Yes It goes much deeper. For me my sona represents my quiddity. It's an expression of my soul and spirit and nothing that I just created out of a mood. The Dragon is also my only sona and it exists unchanged for the last 18 years.


----------



## Nartina (Feb 5, 2018)

*Does your fursona represent you? *
She is me, through and through. From the snark, to the bad attitude. But even more so, she's the person I WANT to be. She has a sort of unabashed confidence that I could/would never have in real life. I gave her blue hair because I love the color blue, and her eyes are two different colors because heterochromia rocks my socks.

*Or getting even deeper; is your sona an animal you have a strong connection to? Maybe even a personal spirit animal type thing if you're that close?*
I do have a strong connection with foxes. Always have. I love how elusive they are. Their intelligence astounds me, and their quirky natures just make me laugh.

*Do you have multiple sonas to represent different aspects of yourself?* 
I used to, however, they slowly faded away as I have grown personally. Now it is just Jada.

*If you commission art of them frequently is there a specific thing you like to see them do?* 
I actually have never commissioned art of my 'sona. Typically I will just draw her doing the things I like.

*If your sona is based off a made up species/pre existing character what drew you to that?*
No. She's a fox. Possibly the only made up thing about her is that she's a blend of two foxes that would probably never actually meet in the wild, but other than that, a fox is a fox is a beaver...what?


----------



## Husski_Heresy (Feb 5, 2018)

*"Does your fursona represent you? Is it basically just you as a big animal? Or does it mean something a bit deeper?"*
Steele is me to the core, from the social, extroverted attitude to the slight laziness.
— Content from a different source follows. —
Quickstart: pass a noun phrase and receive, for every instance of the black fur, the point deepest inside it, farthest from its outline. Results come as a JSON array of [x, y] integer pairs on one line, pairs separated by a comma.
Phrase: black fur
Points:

Back when he was first thought of, he was me with traits I wished to have, like confidence in being true to myself, being fitter, and being more respected by his peers. And it does sound cliché, but now, a few years down the line, I have those traits I wished for. (_All except that last one though, I wonder why?)
_
*"Or getting even deeper; is your sona an animal you have a strong connection to? Maybe even a personal spirit animal type thing if you're that close?"*
Does watching _Balto_ more times then there are Imperial Guardsmen count as having a strong connection to Huskies? I Guess it also has something to do with my plush husky I've had since birth?

*"Do you have multiple sonas to represent different aspects of yourself?"*
I have a second character, but as for Fursona's? Nah.

*
"If you commission art of them frequently is there a specific thing you like to see them do?" *
I am much too broke to commission art, _hehehe_. But, in future, I'm probably going to commission art that has him showing his cuter, loving side (As I'm a hopeless romantic)
*
"If your sona is based off a made up species/pre existing character what drew you to that?"*
Last I checked, Huskies are real, so this question doesn't apply to me ^w^


----------



## MsRavage (Feb 6, 2018)

*Does your fursona represent you? Is it basically just you as a big animal? Or does it mean something a bit deeper? *
Ms. Ravage, or just ravage, is definitely a representation of myself. In fact, majority of my characters that i've created are basically just me. When i was younger I grew up very poor and books/my imagination were huge escapes. Thing is...i always pictured myself in everything i would read. I think im just selfish lol i want myself to experience all these wonders and these characters are means for me to do so. 
*
Or getting even deeper; is your sona an animal you have a strong connection to? Maybe even a personal spirit animal type thing if you're that close?*
I like my characters...i have great connections with them but they're basically just me...so its like liking yourself. My sona is a dragon tho and i feel that if i had a spirit animal, it would be a dragon lol . 

*Do you have multiple sonas to represent different aspects of yourself? *
I have multiple sonas but they're just characters that i find interesting; they're more like representatives of people i meet. 
*
If you commission art of them frequently is there a specific thing you like to see them do? *
I draw tons of art of my characters....i keep all the pictures that people have given me. If i was going to commission an artist, i'd give them a basic form of ravage and allow them to be creative. 

*If your sona is based off a made up species/pre existing character what drew you to that?*
I love dragons....i created this dragon species that is more fluffy than scaley...i love it so much that my sona is based off of it!


----------



## ChapterAquila92 (Feb 11, 2018)

quietinthepeanutgallery said:


> Does your fursona represent you? Is it basically just you as a big animal? Or does it mean something a bit deeper?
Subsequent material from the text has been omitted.